Telegram only offers their client as open-source, while their server-side is closed-source and proprietary. Compared to Signal, they support and appreciate the development of third-party clients and integrations, such as chatbots.
Regarding Matrix, everything is open-source. They support and appreciate any development around their messaging protocol. It is even possible to implement server software according to their specification. Although, to my knowledge, nobody except the organization themself has implemented one so far. The first homeserver software they have developed is called Synapse, which is written in Python. They are currently developing a second-generation server, called Dendrite, written in Go. It is intended to have greater efficiency, reliability, and scalability over Synapse. The discover section of their website offers an overview of all software created around the Matrix protocol, including a variety of clients, bots, SDKs, and bridges. The latter aims to bridge the Matrix network with other communication channels, such as Telegram, Discord, and Slack. The most popular Matrix client is Element, available on Web, Android, iOS, macOS, Windows & Linux. It is the most common way to enter the Matrix.
Conclusion
In all considered departments Matrix is superior to its competitors. Obviously, this post mostly covers technical aspects and does not cover topics such as client usability. For example, it would be reasonable to argue that Element is more complex to set up and use than Whats App. Especially less technically affine users first have to get their head around the decentralized concept and registration process, where you not only provide your phone number but actually register with a username and password. On the other hand, the openness of Matrix allows for full flexibility when designing and implementing clients, which will eventually solve this problem. In fact, most of the other available clients market themself as less complex.

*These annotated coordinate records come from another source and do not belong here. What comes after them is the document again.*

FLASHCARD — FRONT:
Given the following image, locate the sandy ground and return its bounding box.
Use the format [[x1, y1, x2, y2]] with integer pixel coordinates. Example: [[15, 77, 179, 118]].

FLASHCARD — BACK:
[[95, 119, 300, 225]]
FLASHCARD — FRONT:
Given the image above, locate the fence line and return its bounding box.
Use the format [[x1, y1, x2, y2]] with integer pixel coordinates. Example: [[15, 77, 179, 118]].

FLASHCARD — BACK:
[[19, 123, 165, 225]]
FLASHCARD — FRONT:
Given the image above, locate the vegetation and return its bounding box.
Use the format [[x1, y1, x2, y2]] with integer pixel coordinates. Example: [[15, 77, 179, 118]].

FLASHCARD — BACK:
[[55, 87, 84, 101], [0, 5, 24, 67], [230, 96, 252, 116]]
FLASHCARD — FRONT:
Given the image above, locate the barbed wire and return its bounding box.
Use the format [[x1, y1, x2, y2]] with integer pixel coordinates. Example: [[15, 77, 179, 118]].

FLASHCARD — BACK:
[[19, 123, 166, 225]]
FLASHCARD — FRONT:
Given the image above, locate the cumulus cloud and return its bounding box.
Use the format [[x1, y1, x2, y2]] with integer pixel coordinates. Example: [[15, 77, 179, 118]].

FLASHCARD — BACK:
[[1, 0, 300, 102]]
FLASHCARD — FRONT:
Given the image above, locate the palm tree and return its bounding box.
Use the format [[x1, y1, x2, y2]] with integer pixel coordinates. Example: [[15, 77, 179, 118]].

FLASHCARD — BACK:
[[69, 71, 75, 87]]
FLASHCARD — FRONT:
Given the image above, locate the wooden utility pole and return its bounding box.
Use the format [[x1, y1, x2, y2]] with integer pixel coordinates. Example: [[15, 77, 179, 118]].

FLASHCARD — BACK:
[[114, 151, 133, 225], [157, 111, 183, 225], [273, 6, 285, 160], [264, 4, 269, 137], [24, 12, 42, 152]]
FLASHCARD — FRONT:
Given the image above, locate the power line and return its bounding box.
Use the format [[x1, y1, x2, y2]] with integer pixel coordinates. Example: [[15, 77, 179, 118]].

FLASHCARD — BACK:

In my opinion, Matrix will eventually deprecate all other messaging services, the same as SMTP has superseded X.400 as standard for E-Mail. Although it is still fairly unknown, it has gained in popularity rapidly within the last years, especially in the public sector. French and German authorities already deployed matrix in various departments and will continue to do so. For instance, the Bundeswehr is already using Matrix for communication on the highest confidentially level for about a year.
This was a very informative blog article! I also think Matrix is the future
That’s the way, spread the word about Matrix! Definitely need to get going and spin up my Synapse instance ASAP!! Great read and explanations, sir!